There is, for now, only one iPhone, however: Something on the order of 21 million units have been sold, and a stunning 1.5 billion applications for iPhones have been downloaded in the first year they have been available from the firm’s iTunes store. Apple says more than 65,000 iPhone applications are available right now, and there are 100,000 registered iPhone applications developers.

So T-Mobile and Android developer Google have a steep hill to climb, but they’re further along than Palm, and that’s a good thing. The myTouch 3G Web site claims “thousands” of applications are available for this device, and though I haven’t counted them, I can attest that exponentially more are available for this phone at launch than there were for the Palm Pre. About two months after the Pre was launched, I counted all of 12 applications on Palm’s official Web site.

But applications alone won’t sell a phone or make it popular. The device has to have good service coverage for voice and data, it has to be user friendly, and it should be intuitive to use. Millions of users seem to have voted for AT&T’s wireless network by selecting the iPhone. T-Mobile’s network seems to be good in the Washington area, but I’ve read complaints about that firm, just as I have about AT&T and Sprint. In my testing, the myTouch 3G performed well in terms of accessing the T-Mobile network.

Perhaps it’s because I’ve been using touch-screen smartphones for a couple of years, but I found the myTouch to be highly intuitive. The main screen features several key icons, and you can add others. Because the phone has Google’s software and services at its core, I was able to populate the phone with my Gmail in box and Google-based contacts very quickly, wirelessly.

The T-Mobile applications store, under a menu button called Marketplace, is where I found scores of applications, from the usual dining guides, tip calculators and Facebook connectors to the more esoteric, such as four programs with which one can read the Bible. That kind of breadth speaks well of both Google’s software — it’s a platform for which it apparently is easy to develop - and for the creativity of developers.

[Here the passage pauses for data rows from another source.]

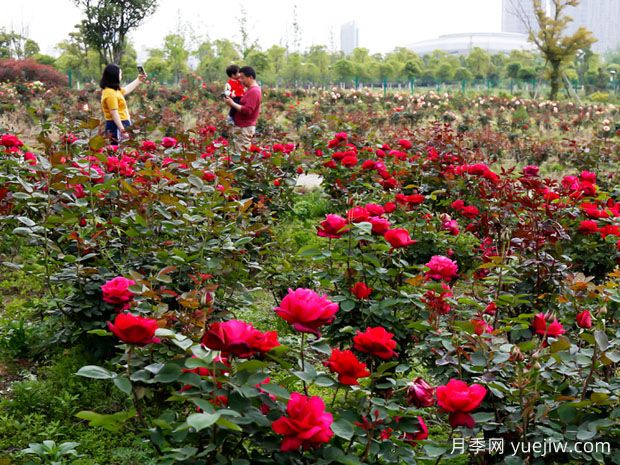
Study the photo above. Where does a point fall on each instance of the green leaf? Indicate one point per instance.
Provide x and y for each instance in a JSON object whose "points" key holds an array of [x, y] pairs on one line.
{"points": [[433, 450], [251, 365], [613, 356], [99, 332], [561, 344], [309, 375], [567, 413], [200, 421], [276, 390], [324, 381], [228, 424], [96, 372], [584, 433], [123, 384], [170, 372], [601, 340], [96, 143], [343, 428], [25, 220]]}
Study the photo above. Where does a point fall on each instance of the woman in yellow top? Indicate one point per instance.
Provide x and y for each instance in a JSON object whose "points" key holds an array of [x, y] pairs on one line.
{"points": [[113, 102]]}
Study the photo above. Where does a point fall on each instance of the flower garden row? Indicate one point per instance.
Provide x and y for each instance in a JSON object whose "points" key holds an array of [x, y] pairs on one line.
{"points": [[440, 297]]}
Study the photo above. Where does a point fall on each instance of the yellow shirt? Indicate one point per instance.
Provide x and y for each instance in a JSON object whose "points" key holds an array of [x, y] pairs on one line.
{"points": [[112, 99]]}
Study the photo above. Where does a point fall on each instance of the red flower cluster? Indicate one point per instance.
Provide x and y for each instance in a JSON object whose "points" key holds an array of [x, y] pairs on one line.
{"points": [[361, 290], [458, 398], [376, 342], [348, 367], [540, 326], [334, 226], [116, 292], [238, 338], [420, 393], [134, 329], [306, 311], [398, 238], [441, 268], [306, 423]]}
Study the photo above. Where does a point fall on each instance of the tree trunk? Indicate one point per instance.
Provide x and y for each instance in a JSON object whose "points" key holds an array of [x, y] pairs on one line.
{"points": [[555, 79]]}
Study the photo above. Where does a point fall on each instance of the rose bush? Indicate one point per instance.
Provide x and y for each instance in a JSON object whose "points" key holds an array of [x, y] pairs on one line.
{"points": [[431, 262]]}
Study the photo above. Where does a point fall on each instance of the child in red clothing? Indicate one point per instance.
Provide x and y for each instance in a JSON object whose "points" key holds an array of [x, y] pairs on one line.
{"points": [[233, 89]]}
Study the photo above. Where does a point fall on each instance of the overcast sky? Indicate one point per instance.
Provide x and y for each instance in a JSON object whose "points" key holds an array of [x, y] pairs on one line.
{"points": [[382, 25]]}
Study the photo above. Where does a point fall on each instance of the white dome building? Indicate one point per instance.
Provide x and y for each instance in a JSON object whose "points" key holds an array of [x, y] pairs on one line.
{"points": [[462, 44]]}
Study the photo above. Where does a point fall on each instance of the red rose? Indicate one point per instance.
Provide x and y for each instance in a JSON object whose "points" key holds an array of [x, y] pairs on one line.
{"points": [[588, 176], [458, 204], [333, 226], [379, 225], [491, 308], [420, 393], [398, 238], [361, 290], [584, 319], [419, 435], [116, 292], [470, 211], [441, 268], [374, 209], [357, 215], [458, 397], [306, 311], [168, 142], [377, 342], [405, 144], [540, 326], [306, 423], [588, 227], [348, 367], [238, 338], [368, 164], [10, 140], [349, 161], [481, 326], [451, 226], [134, 329], [149, 146], [457, 419], [531, 170], [414, 199], [389, 207]]}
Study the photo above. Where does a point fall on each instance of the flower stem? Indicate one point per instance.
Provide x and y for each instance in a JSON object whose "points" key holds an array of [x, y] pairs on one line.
{"points": [[303, 361]]}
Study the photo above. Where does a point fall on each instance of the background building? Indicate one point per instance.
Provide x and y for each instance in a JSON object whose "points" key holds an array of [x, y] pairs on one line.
{"points": [[601, 17], [516, 15], [462, 44], [349, 37]]}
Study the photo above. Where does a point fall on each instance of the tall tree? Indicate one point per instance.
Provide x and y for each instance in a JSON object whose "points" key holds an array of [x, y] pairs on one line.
{"points": [[557, 48], [108, 23]]}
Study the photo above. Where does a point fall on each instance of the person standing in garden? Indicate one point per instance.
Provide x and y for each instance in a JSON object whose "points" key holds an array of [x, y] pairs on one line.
{"points": [[113, 102], [233, 89], [247, 110]]}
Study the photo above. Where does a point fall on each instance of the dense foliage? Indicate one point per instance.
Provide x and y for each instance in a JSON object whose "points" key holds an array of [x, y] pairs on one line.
{"points": [[455, 278]]}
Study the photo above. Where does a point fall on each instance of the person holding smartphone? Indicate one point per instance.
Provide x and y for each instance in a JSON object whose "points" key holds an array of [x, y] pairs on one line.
{"points": [[113, 103]]}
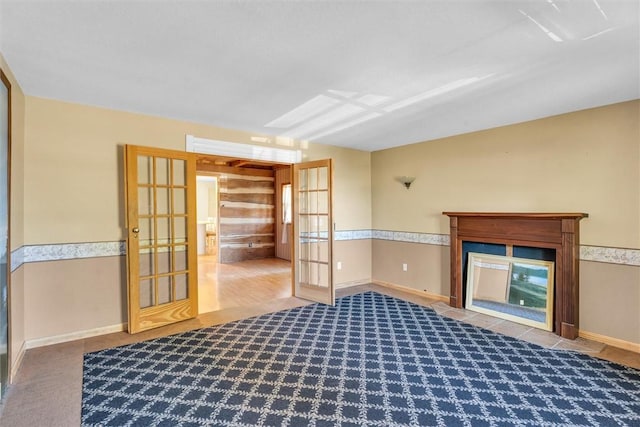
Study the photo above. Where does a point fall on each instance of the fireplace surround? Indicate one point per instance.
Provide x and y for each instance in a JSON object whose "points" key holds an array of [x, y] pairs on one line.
{"points": [[558, 231]]}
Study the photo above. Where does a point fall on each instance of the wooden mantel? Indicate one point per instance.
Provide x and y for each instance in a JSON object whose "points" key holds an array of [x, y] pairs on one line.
{"points": [[559, 231]]}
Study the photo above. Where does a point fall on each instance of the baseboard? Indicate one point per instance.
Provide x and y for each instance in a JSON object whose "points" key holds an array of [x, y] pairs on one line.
{"points": [[16, 366], [57, 339], [352, 283], [412, 291], [614, 342]]}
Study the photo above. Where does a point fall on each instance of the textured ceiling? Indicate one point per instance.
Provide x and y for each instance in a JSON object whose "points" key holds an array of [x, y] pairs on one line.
{"points": [[366, 75]]}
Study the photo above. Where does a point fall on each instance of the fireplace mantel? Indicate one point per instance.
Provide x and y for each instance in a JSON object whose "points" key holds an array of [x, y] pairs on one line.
{"points": [[559, 231]]}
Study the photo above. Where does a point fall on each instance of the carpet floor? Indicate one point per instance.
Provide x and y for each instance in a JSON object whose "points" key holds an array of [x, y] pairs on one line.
{"points": [[369, 360]]}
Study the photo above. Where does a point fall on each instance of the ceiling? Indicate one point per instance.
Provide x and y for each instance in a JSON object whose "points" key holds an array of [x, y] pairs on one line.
{"points": [[366, 75]]}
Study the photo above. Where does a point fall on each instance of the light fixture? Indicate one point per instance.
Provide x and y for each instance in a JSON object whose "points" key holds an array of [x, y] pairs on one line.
{"points": [[407, 180]]}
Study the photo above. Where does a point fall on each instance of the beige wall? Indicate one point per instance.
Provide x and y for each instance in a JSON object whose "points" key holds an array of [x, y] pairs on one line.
{"points": [[587, 161], [17, 301], [610, 300], [427, 265], [73, 193], [355, 256], [73, 158], [73, 296]]}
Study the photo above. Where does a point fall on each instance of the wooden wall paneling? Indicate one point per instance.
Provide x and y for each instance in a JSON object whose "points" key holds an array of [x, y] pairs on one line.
{"points": [[283, 237], [247, 215]]}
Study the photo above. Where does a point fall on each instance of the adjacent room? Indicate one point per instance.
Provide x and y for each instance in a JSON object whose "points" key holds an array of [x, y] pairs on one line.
{"points": [[319, 213]]}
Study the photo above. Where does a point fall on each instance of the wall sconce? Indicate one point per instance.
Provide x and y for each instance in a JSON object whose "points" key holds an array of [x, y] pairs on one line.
{"points": [[407, 180]]}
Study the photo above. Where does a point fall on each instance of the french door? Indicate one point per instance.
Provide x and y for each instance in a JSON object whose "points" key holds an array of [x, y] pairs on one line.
{"points": [[162, 265], [313, 231]]}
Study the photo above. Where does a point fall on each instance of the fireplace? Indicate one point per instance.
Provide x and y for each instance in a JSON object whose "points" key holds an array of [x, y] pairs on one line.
{"points": [[557, 231]]}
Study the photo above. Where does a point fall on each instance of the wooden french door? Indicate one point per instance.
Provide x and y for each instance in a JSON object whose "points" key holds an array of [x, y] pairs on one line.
{"points": [[161, 237], [313, 231]]}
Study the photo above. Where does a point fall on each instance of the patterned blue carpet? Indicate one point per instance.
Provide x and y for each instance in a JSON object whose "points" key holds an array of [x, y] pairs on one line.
{"points": [[371, 360]]}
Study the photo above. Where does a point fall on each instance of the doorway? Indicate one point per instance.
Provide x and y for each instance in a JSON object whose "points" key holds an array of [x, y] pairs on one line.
{"points": [[242, 234]]}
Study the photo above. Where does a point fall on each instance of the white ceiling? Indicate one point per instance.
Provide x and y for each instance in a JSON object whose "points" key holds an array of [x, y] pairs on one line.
{"points": [[361, 74]]}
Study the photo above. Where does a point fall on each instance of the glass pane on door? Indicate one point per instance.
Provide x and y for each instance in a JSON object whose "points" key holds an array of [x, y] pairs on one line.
{"points": [[162, 230], [313, 240]]}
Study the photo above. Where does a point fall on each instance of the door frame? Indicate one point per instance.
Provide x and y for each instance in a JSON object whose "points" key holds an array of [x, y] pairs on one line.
{"points": [[160, 314]]}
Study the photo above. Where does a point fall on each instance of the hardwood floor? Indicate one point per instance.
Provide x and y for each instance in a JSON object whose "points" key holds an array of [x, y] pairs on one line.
{"points": [[241, 284], [47, 390]]}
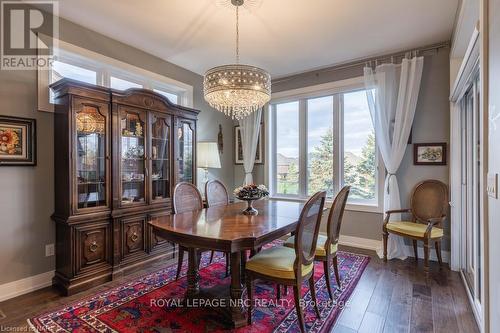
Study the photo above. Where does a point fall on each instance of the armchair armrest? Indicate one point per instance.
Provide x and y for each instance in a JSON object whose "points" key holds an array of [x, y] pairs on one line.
{"points": [[436, 220], [394, 211], [431, 223]]}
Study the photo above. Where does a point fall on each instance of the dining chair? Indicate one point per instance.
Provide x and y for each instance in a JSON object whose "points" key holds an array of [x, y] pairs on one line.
{"points": [[187, 198], [429, 207], [287, 266], [331, 240], [216, 195]]}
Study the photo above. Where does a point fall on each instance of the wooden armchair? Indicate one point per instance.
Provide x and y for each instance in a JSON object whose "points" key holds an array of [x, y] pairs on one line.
{"points": [[429, 207]]}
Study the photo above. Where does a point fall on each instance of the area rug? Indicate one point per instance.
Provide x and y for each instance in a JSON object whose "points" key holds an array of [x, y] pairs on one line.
{"points": [[152, 303]]}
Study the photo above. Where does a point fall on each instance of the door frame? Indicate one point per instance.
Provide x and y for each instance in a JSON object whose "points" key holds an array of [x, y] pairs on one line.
{"points": [[471, 65]]}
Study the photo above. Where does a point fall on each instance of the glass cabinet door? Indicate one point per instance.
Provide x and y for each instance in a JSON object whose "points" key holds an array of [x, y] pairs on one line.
{"points": [[90, 155], [133, 163], [160, 157], [185, 149]]}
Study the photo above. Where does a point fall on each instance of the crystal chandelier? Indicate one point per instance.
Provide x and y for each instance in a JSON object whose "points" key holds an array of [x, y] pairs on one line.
{"points": [[237, 90]]}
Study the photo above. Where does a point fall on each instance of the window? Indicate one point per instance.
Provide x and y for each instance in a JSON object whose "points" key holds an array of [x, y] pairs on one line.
{"points": [[323, 141], [320, 145], [121, 84], [61, 69], [360, 169], [171, 97], [86, 66], [287, 149]]}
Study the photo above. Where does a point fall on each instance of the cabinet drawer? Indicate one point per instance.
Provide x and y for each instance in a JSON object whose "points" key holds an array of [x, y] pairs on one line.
{"points": [[133, 236], [92, 246]]}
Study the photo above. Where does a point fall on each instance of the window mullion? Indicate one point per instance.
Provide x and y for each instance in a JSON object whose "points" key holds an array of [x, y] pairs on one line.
{"points": [[338, 133], [274, 184], [303, 148]]}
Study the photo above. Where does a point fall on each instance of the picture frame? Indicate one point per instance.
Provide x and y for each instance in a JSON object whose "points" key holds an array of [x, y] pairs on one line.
{"points": [[238, 147], [429, 153], [17, 141]]}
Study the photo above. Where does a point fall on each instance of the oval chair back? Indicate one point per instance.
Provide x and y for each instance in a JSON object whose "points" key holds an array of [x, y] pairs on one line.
{"points": [[216, 194], [429, 199], [306, 234], [335, 217], [187, 198]]}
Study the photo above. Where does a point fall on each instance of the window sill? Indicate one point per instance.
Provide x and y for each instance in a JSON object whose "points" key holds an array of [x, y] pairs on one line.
{"points": [[352, 207]]}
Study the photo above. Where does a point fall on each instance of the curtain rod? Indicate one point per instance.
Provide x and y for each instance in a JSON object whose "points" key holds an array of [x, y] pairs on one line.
{"points": [[364, 61]]}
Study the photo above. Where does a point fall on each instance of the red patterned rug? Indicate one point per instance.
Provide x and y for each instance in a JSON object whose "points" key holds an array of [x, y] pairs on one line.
{"points": [[152, 304]]}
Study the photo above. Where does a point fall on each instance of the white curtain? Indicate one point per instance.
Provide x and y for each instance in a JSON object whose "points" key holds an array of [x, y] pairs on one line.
{"points": [[392, 97], [250, 127]]}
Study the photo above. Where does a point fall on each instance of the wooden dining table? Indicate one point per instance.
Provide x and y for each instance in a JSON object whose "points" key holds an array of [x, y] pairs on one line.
{"points": [[226, 229]]}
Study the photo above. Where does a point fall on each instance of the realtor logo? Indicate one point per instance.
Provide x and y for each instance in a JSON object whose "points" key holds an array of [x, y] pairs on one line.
{"points": [[29, 31]]}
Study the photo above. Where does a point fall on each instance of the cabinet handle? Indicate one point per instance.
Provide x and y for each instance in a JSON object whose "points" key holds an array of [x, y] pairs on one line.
{"points": [[93, 246]]}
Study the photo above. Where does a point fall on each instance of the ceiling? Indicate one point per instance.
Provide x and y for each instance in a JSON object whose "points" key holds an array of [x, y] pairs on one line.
{"points": [[283, 37]]}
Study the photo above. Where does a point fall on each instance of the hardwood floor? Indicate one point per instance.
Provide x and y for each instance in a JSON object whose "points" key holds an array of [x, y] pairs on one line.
{"points": [[392, 297]]}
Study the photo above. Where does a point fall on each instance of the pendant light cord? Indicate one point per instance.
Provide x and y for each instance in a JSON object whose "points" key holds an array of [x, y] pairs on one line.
{"points": [[237, 35]]}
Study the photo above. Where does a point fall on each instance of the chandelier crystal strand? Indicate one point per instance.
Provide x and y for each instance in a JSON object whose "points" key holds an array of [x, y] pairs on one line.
{"points": [[237, 90]]}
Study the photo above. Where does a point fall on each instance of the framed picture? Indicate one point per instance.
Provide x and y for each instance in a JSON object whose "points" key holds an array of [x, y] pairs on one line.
{"points": [[429, 153], [17, 141], [238, 147]]}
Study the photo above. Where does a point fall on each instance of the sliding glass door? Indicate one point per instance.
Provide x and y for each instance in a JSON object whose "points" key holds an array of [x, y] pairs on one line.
{"points": [[471, 164]]}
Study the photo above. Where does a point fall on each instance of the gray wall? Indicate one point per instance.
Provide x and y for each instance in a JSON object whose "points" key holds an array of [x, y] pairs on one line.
{"points": [[27, 193], [431, 124], [494, 163]]}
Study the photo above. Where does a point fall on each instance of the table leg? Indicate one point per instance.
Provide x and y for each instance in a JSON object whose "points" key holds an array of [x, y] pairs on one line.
{"points": [[243, 264], [192, 274], [236, 291]]}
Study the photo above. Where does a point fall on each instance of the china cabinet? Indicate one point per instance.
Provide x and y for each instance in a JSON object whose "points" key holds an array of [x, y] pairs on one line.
{"points": [[118, 156]]}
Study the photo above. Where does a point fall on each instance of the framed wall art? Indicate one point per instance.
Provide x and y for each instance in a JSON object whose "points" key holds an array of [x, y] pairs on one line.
{"points": [[429, 153], [17, 141], [238, 147]]}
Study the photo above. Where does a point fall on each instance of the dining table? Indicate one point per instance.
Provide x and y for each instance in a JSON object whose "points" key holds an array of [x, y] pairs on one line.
{"points": [[226, 229]]}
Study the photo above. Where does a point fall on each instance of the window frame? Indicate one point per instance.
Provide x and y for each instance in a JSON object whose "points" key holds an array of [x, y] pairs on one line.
{"points": [[105, 67], [335, 89]]}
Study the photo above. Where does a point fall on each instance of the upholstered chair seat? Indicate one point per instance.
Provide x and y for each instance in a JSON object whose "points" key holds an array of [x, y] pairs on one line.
{"points": [[320, 245], [413, 229], [276, 262]]}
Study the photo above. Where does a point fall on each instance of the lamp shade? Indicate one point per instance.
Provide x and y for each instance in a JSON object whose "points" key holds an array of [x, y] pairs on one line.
{"points": [[208, 155]]}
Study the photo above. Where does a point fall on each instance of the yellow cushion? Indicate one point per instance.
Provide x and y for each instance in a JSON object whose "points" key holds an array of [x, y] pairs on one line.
{"points": [[276, 262], [413, 229], [320, 245]]}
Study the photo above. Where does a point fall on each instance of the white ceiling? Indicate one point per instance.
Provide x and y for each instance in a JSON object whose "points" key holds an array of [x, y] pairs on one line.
{"points": [[281, 36]]}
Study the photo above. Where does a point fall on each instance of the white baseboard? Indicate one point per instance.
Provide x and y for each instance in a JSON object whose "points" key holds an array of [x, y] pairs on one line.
{"points": [[360, 243], [26, 285], [375, 245]]}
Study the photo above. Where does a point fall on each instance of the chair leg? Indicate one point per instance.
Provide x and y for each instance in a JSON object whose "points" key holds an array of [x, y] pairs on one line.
{"points": [[326, 269], [211, 256], [438, 253], [415, 250], [300, 315], [386, 236], [312, 289], [336, 270], [180, 259], [426, 257], [250, 298]]}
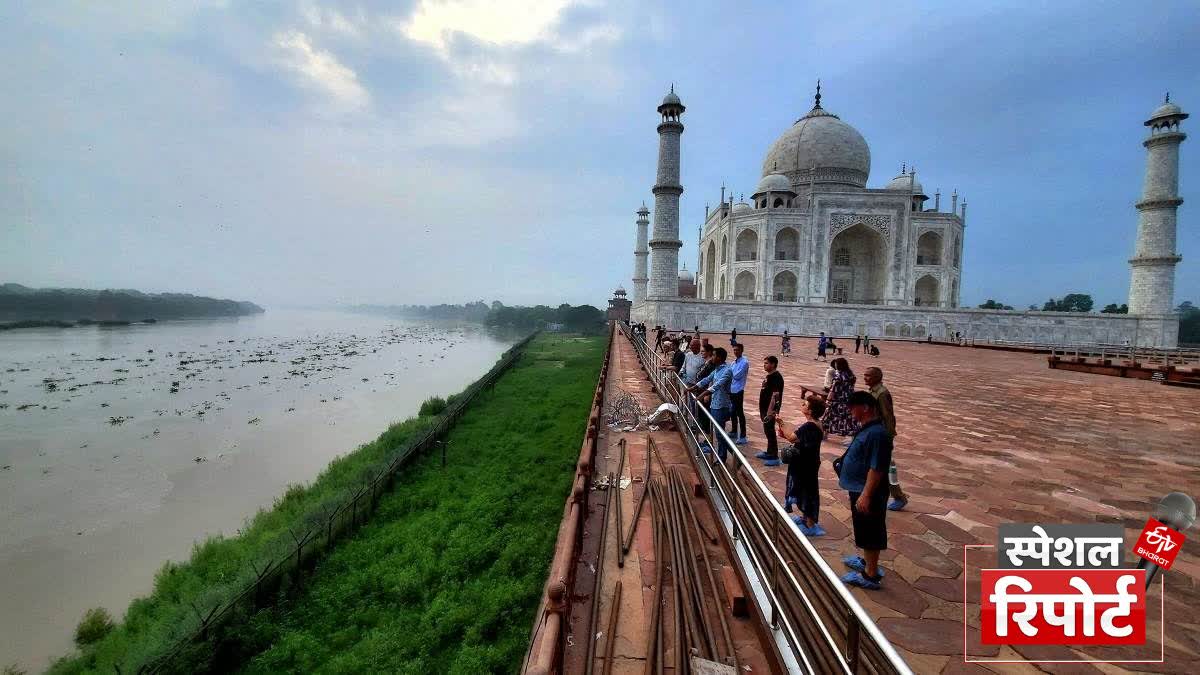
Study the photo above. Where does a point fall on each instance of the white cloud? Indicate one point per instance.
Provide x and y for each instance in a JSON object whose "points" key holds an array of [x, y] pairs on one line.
{"points": [[511, 23], [353, 25], [321, 70]]}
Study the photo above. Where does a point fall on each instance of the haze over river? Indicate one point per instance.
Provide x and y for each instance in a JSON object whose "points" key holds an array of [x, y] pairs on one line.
{"points": [[120, 447]]}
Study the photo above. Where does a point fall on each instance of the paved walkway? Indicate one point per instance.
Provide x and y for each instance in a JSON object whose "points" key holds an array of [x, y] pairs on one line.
{"points": [[989, 437], [749, 635]]}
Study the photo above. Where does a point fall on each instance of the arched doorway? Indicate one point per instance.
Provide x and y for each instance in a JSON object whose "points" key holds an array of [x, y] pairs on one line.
{"points": [[927, 292], [858, 272], [787, 245], [744, 286], [711, 270], [784, 287], [929, 249], [747, 246]]}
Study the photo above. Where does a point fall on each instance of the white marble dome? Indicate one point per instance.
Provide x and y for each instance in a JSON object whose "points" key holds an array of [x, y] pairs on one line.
{"points": [[773, 183], [837, 149]]}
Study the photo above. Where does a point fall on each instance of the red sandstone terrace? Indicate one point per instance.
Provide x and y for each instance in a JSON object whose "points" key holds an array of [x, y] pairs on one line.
{"points": [[984, 437], [989, 437]]}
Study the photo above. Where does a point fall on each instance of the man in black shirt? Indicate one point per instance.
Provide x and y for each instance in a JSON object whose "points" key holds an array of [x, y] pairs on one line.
{"points": [[771, 398]]}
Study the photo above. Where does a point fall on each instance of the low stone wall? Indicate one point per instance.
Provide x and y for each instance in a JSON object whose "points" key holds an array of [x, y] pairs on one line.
{"points": [[880, 321]]}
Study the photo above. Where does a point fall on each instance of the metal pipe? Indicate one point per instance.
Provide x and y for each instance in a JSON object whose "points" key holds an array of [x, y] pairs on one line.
{"points": [[599, 579], [611, 635]]}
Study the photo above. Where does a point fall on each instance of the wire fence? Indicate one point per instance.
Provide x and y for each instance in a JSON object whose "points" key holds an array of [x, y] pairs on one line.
{"points": [[319, 531]]}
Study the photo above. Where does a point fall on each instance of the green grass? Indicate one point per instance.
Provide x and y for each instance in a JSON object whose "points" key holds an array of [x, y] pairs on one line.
{"points": [[447, 574], [221, 567]]}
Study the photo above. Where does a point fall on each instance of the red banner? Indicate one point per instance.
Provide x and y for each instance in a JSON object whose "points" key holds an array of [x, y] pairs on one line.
{"points": [[1158, 544], [1063, 607]]}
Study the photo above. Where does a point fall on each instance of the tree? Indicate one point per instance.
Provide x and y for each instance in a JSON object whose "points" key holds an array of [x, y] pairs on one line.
{"points": [[1069, 303], [994, 305]]}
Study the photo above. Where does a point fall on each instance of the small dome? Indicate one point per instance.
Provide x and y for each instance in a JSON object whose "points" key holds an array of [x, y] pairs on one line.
{"points": [[774, 183], [1167, 109], [905, 181]]}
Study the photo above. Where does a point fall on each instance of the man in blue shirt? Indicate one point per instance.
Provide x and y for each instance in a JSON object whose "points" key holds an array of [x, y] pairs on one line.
{"points": [[864, 475], [741, 368], [717, 384]]}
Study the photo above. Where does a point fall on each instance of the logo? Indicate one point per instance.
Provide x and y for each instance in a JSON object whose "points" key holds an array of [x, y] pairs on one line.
{"points": [[1158, 544], [1062, 585]]}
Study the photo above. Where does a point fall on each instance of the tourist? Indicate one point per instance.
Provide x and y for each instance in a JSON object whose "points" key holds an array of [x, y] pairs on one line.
{"points": [[671, 348], [741, 368], [803, 464], [837, 418], [717, 387], [874, 380], [708, 366], [863, 473], [693, 360], [771, 398]]}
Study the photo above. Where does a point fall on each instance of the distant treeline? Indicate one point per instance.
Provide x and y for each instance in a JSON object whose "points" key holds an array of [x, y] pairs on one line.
{"points": [[580, 318], [22, 304]]}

The phone’s 3.2-megapixel camera also keeps pace with the iPhone’s camera; like the iPhone, the myTouch 3G also will record short video clips. The myTouch uses removable microSD memory cards, of which 16 gigabytes appears to be the largest available size. That’s a sort-of advantage over the iPhone 3GS, Apple’s latest, which tops out at 32 gigabytes of memory but can’t be augmented with external cards.

The microSD card storage lets the myTouch add a host of music and video files, and that’s good. However, this isn’t an iPhone, which has the iPod at its heart. The myTouch will let you load up a bunch of songs or other audio for a transcontinental flight, but true multimedia devotees likely will prefer the iPhone’s many features.

I found no difficulty in using the on-screen keyboard of myTouch 3G, which is similar to that of the iPhone and other devices. Some users will want a physical keyboard, but those often come with a sacrifice of screen size; the myTouch 3G’s 3.2-inch (diagonal) display screen is very nice, and if pressed, I’d rather sacrifice some buttons for the larger viewing area.

Battery life seems more than decent, and though I had no issues handling the phone, another user of my acquaintance disdained the myTouch 3G as being “like a toy” compared with the iPhone 3GS. Those are the kinds of personal reactions users will have; for me, I found the myTouch 3G much preferred to the BlackBerry Pearl or other microsized smartphones.

While there seems little doubt the iPhone will continue to dominate this market segment, there will be those for whom the Apple product just will not do it. For them, and perhaps for you, the myTouch 3G is well worth considering.